Par ailleurs, l'influence se mesure aussi sur des choses plus immédiates pour l'utilisateur final, comme une interface. Et force est de reconnaître que c'est Chrome qui a eu de l'influence sur Firefox et non l'inverse. L'interface Australis récemment inaugurée est très proche de celle du navigateur de Google. Le résultat est un Firefox nickel Chrome, comme le dit si bien Libération.

En reniant son identité et ses valeurs, Mozilla prend le risque de perdre la confiance de ses plus fidèles utilisateurs, ceux qui prescrivent à leurs proches d'utiliser Firefox.

Quant aux utilisateurs lambda, pour qui la mission de Mozilla importe peu face aux vidéos de chat sur YouTube, ils continueront sûrement de migrer vers Chrome. Non pas que ce navigateur soit intrinsèquement meilleur que Firefox, mais Google a une force de frappe sans commune mesure pour l'imposer.

Vous installez Google Earth ? L'installateur contient aussi Chrome. Vous visitez google.fr avec Firefox ou Safari ? Une bannière promeut Chrome qui permet de « [surfer] encore plus vite ». Vous prenez le train dans une grande ville ? Des publicités géantes mettent en avant, là encore, sa vitesse. Vous regardez la télévision ? Etc. La synchronisation de Chrome, qui permet de retrouver toutes ses données sur un autre appareil, est aussi terriblement efficace. Firefox s'est mis à son niveau il y a quelques semaines uniquement.

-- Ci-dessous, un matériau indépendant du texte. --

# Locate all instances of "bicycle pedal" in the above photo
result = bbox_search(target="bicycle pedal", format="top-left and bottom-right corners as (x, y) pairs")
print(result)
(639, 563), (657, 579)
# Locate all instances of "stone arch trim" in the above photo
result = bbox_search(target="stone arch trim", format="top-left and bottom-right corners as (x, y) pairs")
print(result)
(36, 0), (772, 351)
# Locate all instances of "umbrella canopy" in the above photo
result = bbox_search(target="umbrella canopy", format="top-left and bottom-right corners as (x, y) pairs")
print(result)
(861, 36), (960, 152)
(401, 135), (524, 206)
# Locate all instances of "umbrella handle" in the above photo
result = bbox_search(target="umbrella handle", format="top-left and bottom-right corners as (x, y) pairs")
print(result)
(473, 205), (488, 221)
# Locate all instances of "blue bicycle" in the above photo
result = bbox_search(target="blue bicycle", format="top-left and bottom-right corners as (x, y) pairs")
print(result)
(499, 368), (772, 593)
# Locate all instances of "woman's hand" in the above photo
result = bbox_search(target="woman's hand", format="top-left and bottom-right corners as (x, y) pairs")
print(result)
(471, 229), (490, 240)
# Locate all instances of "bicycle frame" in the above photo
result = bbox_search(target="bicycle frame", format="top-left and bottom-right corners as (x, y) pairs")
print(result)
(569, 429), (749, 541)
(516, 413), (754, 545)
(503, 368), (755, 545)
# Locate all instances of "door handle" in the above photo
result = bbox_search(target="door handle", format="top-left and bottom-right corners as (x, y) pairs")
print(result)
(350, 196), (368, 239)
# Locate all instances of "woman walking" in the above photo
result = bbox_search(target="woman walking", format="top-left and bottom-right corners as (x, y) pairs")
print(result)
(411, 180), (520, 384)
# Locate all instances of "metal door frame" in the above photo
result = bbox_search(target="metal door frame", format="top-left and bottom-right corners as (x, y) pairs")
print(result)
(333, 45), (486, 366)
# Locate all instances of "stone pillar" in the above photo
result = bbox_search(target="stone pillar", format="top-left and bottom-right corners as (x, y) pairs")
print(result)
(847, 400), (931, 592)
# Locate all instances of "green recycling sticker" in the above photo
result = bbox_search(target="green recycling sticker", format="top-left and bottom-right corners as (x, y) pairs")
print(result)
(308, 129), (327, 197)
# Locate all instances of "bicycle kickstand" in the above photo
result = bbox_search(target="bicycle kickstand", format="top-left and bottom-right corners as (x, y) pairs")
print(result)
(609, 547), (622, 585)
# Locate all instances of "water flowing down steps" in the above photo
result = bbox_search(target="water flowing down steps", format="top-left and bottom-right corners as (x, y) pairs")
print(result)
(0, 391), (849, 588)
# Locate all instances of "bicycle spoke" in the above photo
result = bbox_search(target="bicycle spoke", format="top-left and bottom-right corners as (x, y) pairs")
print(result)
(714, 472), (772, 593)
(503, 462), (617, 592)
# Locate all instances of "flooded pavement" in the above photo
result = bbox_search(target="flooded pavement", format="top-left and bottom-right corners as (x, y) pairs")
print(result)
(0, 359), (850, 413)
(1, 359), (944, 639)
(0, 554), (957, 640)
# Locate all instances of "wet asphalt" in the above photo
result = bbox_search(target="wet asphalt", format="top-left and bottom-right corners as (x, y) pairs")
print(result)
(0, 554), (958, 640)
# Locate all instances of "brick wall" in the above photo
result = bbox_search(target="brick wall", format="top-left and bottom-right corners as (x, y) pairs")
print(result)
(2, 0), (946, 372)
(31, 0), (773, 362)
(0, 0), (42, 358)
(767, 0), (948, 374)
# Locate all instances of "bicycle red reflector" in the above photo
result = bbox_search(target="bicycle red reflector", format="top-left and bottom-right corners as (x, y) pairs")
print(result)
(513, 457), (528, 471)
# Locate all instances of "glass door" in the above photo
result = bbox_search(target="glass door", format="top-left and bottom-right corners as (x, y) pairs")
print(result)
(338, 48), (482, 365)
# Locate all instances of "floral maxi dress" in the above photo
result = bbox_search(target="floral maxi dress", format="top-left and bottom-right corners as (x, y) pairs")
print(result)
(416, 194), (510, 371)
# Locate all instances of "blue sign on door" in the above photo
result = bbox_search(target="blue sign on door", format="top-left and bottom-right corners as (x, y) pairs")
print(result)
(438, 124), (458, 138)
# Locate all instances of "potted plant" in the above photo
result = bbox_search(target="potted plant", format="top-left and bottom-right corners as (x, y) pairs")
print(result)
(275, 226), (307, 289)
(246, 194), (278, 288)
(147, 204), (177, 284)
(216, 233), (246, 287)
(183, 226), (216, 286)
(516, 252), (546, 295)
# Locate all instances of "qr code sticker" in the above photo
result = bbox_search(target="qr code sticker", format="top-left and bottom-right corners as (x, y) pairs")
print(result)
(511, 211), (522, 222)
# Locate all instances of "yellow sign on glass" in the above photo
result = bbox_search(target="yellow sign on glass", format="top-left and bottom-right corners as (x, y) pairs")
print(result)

En devenant simplement un suiveur, à quoi sert Firefox aujourd'hui ? Se rapprocher de Chrome, c'est faciliter la transition des utilisateurs vers ce navigateur concurrent. Le contre-pouvoir qu'incarne Mozilla est plus que jamais nécessaire face à l'hégémonique Google, mais ce n'est pas en le copiant que la fondation parviendra à le combattre.

Sollicités à plusieurs reprises, Mozilla et Tristan Nitot n'étaient pas disponibles pour répondre à nos questions.